Regularly monitoring the number on the scale may also make you lose sight of other markers of health, like your mental wellbeing or energy levels. “If you let yourself focus on the number on the scale, you may lose sight of the physical progress you’ve made,” Hafeez says.

3. It Could Contribute to Unhealthy Behaviors

“By not seeing progress through numbers, your mental health could potentially be at stake as you could begin to obsess over it,” Hafeez says. This can be especially harmful for people with a history of eating disorders.

“If you weigh yourself every morning and are unhappy with the results, it could ruin your mood for the day or trigger unhealthy habits such as skipping meals or disordered eating,” she says.

Tip

Mental health should also be a priority when it comes to your wellbeing, so if stepping on the scale frequently or chasing a goal weight causes distress, don’t do it.
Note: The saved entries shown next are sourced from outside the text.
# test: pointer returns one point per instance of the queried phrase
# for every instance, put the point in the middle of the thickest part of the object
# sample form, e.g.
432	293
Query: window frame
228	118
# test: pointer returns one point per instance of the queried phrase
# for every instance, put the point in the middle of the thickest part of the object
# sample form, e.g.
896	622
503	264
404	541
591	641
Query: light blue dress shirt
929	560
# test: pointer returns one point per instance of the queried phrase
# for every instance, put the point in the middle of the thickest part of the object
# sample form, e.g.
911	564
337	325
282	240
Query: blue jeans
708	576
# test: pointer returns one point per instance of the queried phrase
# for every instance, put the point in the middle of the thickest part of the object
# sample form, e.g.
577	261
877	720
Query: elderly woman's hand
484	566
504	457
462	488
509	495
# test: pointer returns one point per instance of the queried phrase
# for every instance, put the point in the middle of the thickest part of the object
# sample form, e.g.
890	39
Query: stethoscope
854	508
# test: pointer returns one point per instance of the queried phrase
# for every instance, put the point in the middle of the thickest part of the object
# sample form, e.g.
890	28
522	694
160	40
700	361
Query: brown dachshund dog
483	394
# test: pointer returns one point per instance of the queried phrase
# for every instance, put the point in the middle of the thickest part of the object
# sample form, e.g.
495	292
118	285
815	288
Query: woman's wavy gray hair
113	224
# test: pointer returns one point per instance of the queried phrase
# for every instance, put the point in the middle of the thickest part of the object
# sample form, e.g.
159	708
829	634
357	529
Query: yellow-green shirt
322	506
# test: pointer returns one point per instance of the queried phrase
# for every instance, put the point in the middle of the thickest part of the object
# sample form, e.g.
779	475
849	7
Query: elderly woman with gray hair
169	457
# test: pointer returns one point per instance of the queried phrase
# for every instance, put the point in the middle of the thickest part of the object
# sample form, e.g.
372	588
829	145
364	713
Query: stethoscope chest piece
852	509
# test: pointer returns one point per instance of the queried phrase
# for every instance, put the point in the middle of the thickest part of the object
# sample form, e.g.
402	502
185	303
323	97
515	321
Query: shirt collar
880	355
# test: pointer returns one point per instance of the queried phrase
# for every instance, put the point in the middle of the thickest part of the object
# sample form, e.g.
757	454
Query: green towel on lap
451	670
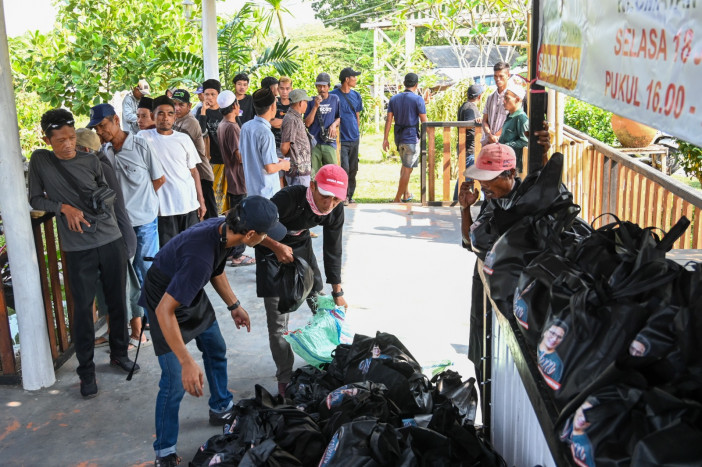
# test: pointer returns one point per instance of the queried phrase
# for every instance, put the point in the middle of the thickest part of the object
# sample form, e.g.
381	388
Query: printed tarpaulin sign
641	59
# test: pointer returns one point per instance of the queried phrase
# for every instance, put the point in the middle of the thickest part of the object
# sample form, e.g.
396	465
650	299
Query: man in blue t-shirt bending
408	110
179	311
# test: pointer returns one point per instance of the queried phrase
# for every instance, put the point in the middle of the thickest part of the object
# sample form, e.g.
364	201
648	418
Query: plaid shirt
495	110
293	131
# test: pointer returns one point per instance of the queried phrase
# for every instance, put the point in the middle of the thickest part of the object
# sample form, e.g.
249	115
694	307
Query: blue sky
29	15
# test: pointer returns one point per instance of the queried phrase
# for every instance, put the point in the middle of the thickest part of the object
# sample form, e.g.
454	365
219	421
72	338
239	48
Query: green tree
238	40
277	9
100	48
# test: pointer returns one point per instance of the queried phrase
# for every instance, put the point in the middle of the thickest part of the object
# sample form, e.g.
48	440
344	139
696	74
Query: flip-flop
102	341
134	343
244	260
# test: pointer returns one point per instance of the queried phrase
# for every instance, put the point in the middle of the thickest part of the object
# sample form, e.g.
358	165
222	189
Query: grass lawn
376	181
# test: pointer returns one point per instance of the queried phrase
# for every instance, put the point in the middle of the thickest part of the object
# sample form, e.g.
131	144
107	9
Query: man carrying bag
301	208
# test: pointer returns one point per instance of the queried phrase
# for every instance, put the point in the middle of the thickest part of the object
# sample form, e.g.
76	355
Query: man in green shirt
517	122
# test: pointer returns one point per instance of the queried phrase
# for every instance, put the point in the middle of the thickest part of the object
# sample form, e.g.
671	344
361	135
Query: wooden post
537	107
210	49
37	366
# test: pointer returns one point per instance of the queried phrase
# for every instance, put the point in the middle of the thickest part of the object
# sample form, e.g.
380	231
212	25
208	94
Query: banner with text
641	59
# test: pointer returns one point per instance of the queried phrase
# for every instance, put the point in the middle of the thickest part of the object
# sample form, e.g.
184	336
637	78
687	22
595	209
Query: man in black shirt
301	208
469	112
209	119
61	181
180	311
241	85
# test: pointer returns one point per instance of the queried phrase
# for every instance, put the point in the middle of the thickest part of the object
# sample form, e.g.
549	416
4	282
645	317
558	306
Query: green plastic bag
316	341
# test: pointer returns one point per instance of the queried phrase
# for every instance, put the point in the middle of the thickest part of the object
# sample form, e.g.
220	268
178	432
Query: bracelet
338	294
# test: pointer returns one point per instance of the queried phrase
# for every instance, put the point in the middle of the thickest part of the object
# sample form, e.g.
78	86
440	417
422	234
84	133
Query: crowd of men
139	201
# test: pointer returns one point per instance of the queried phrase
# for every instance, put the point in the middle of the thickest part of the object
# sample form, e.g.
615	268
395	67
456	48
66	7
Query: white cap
517	89
225	99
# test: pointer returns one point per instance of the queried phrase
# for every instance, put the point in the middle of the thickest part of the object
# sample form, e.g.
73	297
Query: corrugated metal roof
444	56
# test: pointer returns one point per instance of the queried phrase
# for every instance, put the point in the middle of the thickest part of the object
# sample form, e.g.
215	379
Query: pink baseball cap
332	180
493	159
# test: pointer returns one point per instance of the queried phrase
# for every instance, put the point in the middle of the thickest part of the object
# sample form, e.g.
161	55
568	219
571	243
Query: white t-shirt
178	155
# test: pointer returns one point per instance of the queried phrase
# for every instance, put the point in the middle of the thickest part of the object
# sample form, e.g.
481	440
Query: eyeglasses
59	124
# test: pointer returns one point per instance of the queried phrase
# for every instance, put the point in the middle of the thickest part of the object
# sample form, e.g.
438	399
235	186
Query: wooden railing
54	286
428	159
604	180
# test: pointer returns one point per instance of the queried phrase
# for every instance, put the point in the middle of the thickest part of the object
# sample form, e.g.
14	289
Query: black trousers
349	162
82	267
210	202
476	331
170	226
238	250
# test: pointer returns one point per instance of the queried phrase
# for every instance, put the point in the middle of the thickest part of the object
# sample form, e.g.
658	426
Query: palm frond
279	56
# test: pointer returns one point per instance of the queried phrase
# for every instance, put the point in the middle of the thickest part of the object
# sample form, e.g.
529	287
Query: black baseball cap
474	90
347	73
260	214
99	112
146	103
323	78
269	81
411	79
181	95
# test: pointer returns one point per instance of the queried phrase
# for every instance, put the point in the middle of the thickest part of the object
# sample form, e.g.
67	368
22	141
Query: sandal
243	260
134	343
102	341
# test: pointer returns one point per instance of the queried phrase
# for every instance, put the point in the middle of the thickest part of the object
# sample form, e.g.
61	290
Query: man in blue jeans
180	311
350	108
408	110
Find a Weighing Schedule That’s Right for You

When it comes to the frequency of your weight check-ins, no schedule is superior. Consistency — not frequency — is the main key to success, Dr. Srinath says. That means daily monitoring doesn’t necessarily give you an edge on weight loss: You can be just as successful reaching your goals by weighing yourself weekly or even less.

The best weighing schedule is the one that makes you feel motivated, energized and excited about your weight-loss journey. If weighing yourself every day encourages you, then by all means, keep doing it. But if you find yourself down in the dumps after daily weigh-ins, it might be time to reassess — perhaps weekly or biweekly scale sessions are better for you.

Whichever you choose, what’s most important is focusing on your overall progress rather than the number on the scale, Dr. Srinath says.

Hafeez agrees you should measure your success in terms of your health as a whole. The number on the scale is only one part of a much larger picture. The way you feel physically and mentally is just as significant, she says. Do you have more energy? Can you lift heavier weights? Is your mood improving? These are all indicators that you’re making progress.